Against that background, markets have been mixed across Asia on Friday, with no local economic news of any note. The more constructive tone regarding the US-China trade dispute saw stocks in mainland China’s rise for a second day, with the CSI300 closing with a 0.5% gain. Meanwhile, a slightly firmer yen saw Japan’s TOPIX fall 0.6% following a very choppy session, thus closing at its lowest level since late October. Finance Minister Taro Aso spoke in favour of Japan granting entry to more foreign workers in order to address labour shortages, with PM Shinzo Abe aiming to admit around 345,000 people over a five-year period – less than the 500,000 that had been mooted. While sterling appears to have stabilised somewhat overnight (after falling almost 2% against the euro to below 1.13), further negative political news in the UK might well further weigh markets.
Of course, the main focus in the UK today will no doubt remain on politics.
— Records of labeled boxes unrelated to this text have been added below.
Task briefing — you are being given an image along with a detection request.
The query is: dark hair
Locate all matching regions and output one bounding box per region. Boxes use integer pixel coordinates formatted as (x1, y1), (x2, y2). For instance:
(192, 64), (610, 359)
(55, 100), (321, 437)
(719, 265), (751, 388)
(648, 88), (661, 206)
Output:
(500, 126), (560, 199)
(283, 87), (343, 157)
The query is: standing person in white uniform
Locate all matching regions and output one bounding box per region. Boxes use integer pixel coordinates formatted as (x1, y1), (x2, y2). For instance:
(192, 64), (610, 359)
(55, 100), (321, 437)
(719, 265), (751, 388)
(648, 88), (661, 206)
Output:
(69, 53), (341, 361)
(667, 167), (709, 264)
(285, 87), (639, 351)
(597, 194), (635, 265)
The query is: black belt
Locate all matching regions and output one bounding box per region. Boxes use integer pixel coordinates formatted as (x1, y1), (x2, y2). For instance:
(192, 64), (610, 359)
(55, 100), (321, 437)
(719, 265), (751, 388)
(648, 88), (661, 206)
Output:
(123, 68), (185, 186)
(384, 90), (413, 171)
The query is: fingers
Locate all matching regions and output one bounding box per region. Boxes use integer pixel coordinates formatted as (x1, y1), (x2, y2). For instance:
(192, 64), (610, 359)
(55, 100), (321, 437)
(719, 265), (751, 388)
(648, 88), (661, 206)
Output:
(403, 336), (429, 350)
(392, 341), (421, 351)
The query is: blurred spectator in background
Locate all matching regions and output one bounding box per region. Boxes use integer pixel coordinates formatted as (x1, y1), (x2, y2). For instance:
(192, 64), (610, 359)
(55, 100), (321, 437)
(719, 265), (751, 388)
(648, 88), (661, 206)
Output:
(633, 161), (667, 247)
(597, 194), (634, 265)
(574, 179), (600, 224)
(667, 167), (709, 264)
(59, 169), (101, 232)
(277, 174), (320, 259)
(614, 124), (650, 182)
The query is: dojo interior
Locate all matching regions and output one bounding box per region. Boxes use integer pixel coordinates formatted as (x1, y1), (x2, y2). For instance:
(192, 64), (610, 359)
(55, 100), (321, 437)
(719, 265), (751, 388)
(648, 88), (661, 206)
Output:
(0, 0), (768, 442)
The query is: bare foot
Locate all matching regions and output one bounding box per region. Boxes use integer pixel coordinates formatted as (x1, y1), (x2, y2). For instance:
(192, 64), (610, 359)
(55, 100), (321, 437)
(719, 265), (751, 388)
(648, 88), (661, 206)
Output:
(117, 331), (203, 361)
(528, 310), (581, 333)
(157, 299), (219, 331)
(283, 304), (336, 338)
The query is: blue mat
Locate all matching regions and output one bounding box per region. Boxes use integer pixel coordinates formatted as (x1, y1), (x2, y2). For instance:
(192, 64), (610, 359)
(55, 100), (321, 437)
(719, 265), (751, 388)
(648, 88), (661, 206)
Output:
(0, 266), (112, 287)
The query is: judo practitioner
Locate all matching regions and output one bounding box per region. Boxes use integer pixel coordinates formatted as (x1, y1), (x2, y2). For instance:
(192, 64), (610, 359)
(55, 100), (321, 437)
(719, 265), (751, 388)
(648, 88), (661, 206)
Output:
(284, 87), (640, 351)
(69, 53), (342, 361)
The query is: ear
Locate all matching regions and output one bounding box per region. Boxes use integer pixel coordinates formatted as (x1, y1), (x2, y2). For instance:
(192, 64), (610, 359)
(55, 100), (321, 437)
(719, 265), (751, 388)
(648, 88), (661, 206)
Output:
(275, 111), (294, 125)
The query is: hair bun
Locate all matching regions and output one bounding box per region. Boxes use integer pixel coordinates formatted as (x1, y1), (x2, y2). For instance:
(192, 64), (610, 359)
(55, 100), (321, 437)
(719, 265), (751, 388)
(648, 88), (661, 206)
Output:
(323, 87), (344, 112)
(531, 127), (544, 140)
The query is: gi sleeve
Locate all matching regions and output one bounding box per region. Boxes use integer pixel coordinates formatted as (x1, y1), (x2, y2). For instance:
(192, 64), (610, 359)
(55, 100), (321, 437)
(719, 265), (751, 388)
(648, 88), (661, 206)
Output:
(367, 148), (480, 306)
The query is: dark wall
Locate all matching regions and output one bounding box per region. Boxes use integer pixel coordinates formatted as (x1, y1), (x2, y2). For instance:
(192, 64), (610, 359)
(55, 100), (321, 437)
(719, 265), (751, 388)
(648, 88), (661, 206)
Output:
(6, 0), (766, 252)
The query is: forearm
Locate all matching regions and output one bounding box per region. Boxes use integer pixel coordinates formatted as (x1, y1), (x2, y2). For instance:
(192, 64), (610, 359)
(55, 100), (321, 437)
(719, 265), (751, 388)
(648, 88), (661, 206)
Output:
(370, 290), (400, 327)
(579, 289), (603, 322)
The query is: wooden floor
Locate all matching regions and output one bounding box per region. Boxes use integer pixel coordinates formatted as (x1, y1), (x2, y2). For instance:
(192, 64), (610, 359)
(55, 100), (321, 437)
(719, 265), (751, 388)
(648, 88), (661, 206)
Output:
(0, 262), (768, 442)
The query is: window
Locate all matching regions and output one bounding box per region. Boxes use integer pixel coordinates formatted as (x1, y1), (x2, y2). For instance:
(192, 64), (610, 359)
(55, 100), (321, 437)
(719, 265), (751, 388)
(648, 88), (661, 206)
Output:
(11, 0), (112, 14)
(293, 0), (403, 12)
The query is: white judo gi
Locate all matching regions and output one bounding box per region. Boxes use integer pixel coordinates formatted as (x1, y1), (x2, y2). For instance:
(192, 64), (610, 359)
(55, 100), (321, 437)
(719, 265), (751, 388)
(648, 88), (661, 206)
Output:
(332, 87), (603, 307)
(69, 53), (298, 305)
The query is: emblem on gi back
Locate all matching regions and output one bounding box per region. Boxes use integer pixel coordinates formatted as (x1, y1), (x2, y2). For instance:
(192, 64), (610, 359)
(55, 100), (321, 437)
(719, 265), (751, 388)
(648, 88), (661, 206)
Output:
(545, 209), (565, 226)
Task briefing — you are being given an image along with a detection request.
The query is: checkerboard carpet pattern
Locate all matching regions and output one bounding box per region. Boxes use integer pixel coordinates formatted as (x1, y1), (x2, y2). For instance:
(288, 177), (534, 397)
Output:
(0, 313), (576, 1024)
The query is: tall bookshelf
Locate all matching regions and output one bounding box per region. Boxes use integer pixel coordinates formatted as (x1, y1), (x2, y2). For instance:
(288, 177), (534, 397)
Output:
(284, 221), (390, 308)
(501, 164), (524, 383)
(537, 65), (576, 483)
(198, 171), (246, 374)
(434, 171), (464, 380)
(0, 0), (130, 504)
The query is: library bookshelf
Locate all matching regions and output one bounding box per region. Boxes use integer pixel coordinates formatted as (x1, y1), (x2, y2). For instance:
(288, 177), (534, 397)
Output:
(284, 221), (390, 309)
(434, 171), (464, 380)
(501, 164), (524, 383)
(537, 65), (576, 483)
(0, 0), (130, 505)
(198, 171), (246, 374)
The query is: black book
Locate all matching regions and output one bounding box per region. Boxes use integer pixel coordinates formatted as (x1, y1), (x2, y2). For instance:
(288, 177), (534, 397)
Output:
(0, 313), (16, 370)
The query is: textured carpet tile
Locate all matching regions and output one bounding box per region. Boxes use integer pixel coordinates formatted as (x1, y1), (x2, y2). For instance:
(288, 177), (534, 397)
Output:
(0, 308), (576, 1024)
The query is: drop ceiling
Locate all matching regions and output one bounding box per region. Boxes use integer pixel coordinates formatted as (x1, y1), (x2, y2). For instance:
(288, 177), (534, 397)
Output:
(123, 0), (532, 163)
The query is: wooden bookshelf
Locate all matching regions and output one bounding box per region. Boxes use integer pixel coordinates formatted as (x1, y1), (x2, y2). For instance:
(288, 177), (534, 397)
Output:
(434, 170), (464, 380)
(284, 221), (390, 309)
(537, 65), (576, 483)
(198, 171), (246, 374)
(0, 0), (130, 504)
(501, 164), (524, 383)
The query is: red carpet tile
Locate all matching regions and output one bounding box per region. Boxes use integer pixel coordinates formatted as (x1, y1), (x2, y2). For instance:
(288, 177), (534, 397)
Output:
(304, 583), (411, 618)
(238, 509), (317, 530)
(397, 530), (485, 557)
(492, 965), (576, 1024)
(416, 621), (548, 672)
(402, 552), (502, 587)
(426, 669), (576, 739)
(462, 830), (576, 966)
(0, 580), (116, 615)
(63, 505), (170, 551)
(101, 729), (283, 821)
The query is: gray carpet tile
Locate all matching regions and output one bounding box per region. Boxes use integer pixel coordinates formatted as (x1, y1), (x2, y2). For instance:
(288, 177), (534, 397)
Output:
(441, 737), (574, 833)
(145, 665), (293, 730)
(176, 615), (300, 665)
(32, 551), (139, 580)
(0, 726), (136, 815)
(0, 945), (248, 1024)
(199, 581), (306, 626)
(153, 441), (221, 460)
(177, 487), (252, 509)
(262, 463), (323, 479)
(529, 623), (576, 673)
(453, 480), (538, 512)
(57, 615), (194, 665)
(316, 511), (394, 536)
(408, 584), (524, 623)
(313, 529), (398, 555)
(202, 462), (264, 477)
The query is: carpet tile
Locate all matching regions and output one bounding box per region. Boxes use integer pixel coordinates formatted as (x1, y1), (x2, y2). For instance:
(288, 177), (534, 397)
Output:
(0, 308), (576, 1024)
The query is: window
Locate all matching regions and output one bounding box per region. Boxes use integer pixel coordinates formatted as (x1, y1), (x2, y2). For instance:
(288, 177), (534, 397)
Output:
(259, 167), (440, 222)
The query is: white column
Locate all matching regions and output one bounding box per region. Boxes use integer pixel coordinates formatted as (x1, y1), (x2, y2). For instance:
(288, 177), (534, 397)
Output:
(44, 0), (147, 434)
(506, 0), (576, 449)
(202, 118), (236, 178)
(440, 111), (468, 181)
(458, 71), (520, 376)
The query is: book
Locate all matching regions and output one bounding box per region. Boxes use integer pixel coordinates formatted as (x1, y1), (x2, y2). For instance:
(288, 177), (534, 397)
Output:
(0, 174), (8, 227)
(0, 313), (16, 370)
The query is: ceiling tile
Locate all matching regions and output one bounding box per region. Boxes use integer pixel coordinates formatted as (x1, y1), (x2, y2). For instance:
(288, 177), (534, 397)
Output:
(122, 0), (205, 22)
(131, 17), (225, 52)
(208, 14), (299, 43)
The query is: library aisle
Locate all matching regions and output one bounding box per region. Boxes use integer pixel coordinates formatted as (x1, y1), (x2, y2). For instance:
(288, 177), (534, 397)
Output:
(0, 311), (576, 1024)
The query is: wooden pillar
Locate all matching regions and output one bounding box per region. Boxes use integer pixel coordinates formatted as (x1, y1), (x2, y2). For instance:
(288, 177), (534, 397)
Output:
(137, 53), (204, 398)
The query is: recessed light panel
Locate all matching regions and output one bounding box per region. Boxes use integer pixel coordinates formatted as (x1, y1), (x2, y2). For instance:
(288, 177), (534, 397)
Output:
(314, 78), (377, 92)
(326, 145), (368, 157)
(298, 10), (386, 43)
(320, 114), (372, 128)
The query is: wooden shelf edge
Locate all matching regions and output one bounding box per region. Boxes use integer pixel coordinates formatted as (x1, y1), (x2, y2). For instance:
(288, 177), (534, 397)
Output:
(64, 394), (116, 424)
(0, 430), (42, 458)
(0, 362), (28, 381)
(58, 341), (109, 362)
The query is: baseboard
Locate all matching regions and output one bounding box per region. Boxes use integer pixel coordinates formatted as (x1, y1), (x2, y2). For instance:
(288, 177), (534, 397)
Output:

Following the terrible political reaction to the announcement of the draft Withdrawal Agreement text – including the resignation of several Cabinet ministers and reports that various Tory MPs had submitted letters of no confidence in Theresa May’s leadership to the 1922 Committee chairman – at a press conference yesterday evening May reaffirmed her commitment to delivering the best possible Brexit deal. Even if we do see enough letters (48) to trigger a no confidence vote, she might well win any vote within her party over the near term, allowing her to sign-off the deal at the special EU leaders’ summit scheduled on 25 November.
But the big challenge will be getting her deal through UK parliament – this deal has been met with condemnation from both sides of the Brexit argument and the ERG, a group of Tory Brexiteer MPs, the DUP and the Labour party have already implied that they will vote against the deal. However, there is little doubt that European leaders will later this month attempt to crush any hopes of any further meaningful negotiations, making clear that this is the best UK can expect. So with May’s deal essentially dead, the choice facing the UK will come down to heading for a no deal Brexit, which will not have the support of parliament, or, perhaps, look to put the decision back to a referendum, giving a choice between May’s deal or remain. So, expect financial markets volatility to remain through to year-end.
The dataflow today brings euro area final inflation figures for October. The final inflation data from Germany, France and Spain earlier this week brought no surprises, confirming the initial estimates of 2.4%Y/Y, 2.5%Y/Y and 2.3%Y/Y on the respective EU-harmonised measures. So, we expect the euro area figures to confirm the flash estimates showing headline CPI rising 0.1ppt to 2.2%Y/Y, a near-6-year high, and core CPI rising 0.2ppt to 1.1%Y/Y. In addition, ECB President Draghi will speak at a conference in Frankfurt.
In the US, the data focus will be October’s industrial production release, which is expected to show that output rose for the fifth consecutive month. The Kansas City Fed’s Manufacturing Activity Index for November, as well as capital inflows figures for September are also due for release.
New Zealand’s headline manufacturing PMI rose 1.6pts to a 5-month high of 53.5 in October. After falling below the critical 50 level last month, the production index rebounded 2.9pts to 52.8. Meanwhile, the new orders index rose 3.8pts to a 6-month high of 56.7 and the employment index rose 1.5pts to a 6-month high of 52.4. The improvement this month mirrors a recent improvement in measures of business confidence and suggests that the economy is continuing to expand at a decent pace.